Root Cause of Success
Like most companies, we do root cause analysis when things go wrong. “Root cause” is a bit of a misnomer, we deal with complex systems, usually with different level of redundency, so having a single root cause is usually not really realistic; really they are more like post mortems. In any case, when we have an incident, it’s important to review what went wrong; gathering logs, graphs, and other data; to try to learn why the assumptions we made did not manifest as we thought, and to determine what changes we might need to make for the future. This cycle of review and learning is critical for continued success.
This past weekend, the OmniTI operations folks went through a number of significant production excursions, most of which were pulled off with good success. After which, we didn’t do a post mortem. This probably isn’t too different from most shops; I think most people don’t do a post mortem when things work. We probably should. Even when things work, there are usually suprises along the way, and if you only decide when to do a in-depth look back on when things fail, you’re probably overlooking use cases and scenarios you are likely to encounter again. Additionally, it’s good information for people to be able to review, especially when bringing on new hires. You might think this would be boring, but I happen to love reading a well written post mortem. You probably do to, you just don’t think of something like Apollo 13 as a giant post mortem, but for the most part that’s what it is.
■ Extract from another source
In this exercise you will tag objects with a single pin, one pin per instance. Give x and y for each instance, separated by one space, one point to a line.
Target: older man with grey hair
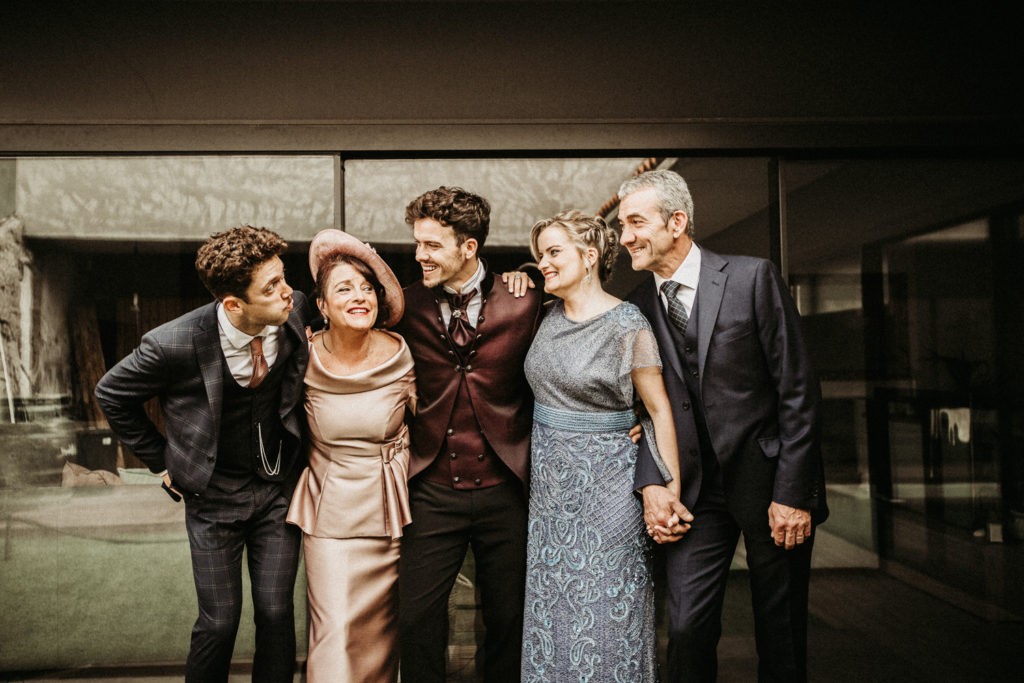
745 408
So I’m curious, are there shops where people do regular detailed accounting when things go right? Not just having audit trail information around, but walking through those logs as a group and talking out loud abut the areas that were more hope than plan, but since it worked everyone feels confident in. I know a lot of different people running web operations, but this doesn’t seem like a common practice; if you’ve worked in such an environment, I’d love to hear about your experiences.